Photo by Marcia Knous
Photo by Marcia Knous

One question that is worth talking more about is what will these 20,000 active contributors be doing? That is something that the Community Building team has been spending the last few months looking into.

We have been partnering with teams across Mozilla to help every project bring more contributors in. From those discussions, we’ve come up with a list of areas that have both high growth potential and align with our strategic goals.

  • Coding
  • Documentation
  • Engagement
  • Localization
  • Location Services
  • Privacy/Policy
  • QA
  • Support
  • User Research
  • Web Compatibility

This list will inform what contribution opportunities get placed where lots of people interested in Mozilla will see them, like the mozilla.org home page. There are many teams not on this list though that we’ll also be helping.

parnter_dashboard

To see all of the teams we’re supporting with their community building efforts, check out this dashboard. Let us know if there’s additional information you’d like to see. Also leave a comment or reach out to me directly if you’d like help bringing contributors into your project.

6 thoughts on “What will 20,000 active contributors do?

  1. Of course I totally support this set of areas for growth – and,I think it is important to talk about what we mean by these things – and the role which education plays in many of them – and in other core initiatives of the project’s growth such as Web Literacy/WebMaker.
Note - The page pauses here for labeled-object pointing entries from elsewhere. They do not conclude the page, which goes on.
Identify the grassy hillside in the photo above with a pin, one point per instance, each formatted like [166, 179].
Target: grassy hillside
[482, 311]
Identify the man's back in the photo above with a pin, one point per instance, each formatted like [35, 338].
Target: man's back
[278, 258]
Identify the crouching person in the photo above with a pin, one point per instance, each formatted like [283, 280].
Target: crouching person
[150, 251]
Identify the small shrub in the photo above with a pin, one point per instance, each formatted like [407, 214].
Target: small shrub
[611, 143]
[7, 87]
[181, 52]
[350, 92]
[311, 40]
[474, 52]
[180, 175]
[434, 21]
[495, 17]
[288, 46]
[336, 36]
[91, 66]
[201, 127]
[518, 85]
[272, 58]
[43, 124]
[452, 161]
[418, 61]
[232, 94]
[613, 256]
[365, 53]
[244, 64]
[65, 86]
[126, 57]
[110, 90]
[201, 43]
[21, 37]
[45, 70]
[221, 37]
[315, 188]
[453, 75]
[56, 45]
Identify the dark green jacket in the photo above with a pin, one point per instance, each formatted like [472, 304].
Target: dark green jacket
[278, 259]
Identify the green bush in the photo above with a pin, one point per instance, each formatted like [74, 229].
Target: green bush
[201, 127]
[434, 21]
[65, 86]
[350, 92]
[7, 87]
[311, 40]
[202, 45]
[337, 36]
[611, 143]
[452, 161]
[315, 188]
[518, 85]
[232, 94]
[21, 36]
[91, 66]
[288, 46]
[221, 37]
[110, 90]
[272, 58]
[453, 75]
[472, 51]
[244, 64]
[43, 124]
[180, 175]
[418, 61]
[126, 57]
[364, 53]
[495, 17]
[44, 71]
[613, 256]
I’d love to see us break these out and do a focused blog or other writing piece about each (yes, I’m offering to help). In the realm of policy, to understand more about what we mean there, I’d direct people’s attention to today’s work of a team of Mozillians both staff and volunteer, working on Net Neutrality: https://blog.mozilla.org/netpolicy/2014/05/05/protecting-net-neutrality-and-the-open-internet/

  2. David, you keep saying in various places that coding is an area with high growth potential, and I strongly disagree. Right now we’re focused on increasing Firefox conding contributions from 150 per release to 300 per release. Getting to 500 per release would put great strain on our system and will take a year or more. We’re still constrained by Brook’s law (http://en.wikipedia.org/wiki/Brooks%27s_law), no matter whether people are volunteers or employees.

    In order to get 20,000 active contributors this year, you need to focus on activities which require much less technical expertise, are accessible to a larger population, and require a smaller up-front time commitment.

    1. Benjamin, I agree with your points and that list leaves out a lot of the details about each area. I think improving the dashboard and including these details there will give us a good resource for having informed discussions about where we focus community growth.

      So, in terms of growth potential there are definitely some different degrees of growth. So for example, QA may be able to grow by 1000s of contributors, but coding maybe only by 100s. Both of those groups are growing more than other parts of the project that may just bring in a small handful of contributors this year.

      I also hear what you say about there being inherent limits to the numbers of coding contributors that can work on any one project, such as desktop Firefox. There are many projects though that people could contribute to — Firefox OS, Rust, etc. If we create an effective coding contribution pathway, we can use that to connect people to a range of different opportunities.

      And lastly, we definitely do want to focus on opportunities that require a small up-front time commitment. We also need to spend some time and energy on contribution opportunities that the project needs, regardless of how easy or hard the onboarding process might be. I think the list of focus areas here offers a range of pathways that cover both easier and harder commitments.

  3. Larissa, I agree that breaking these out and providing more details about each would be great. There is a lot of interesting information to share about every partnership and it would be good to have more people see those details. Happy to hear your thoughts about the best way to do that.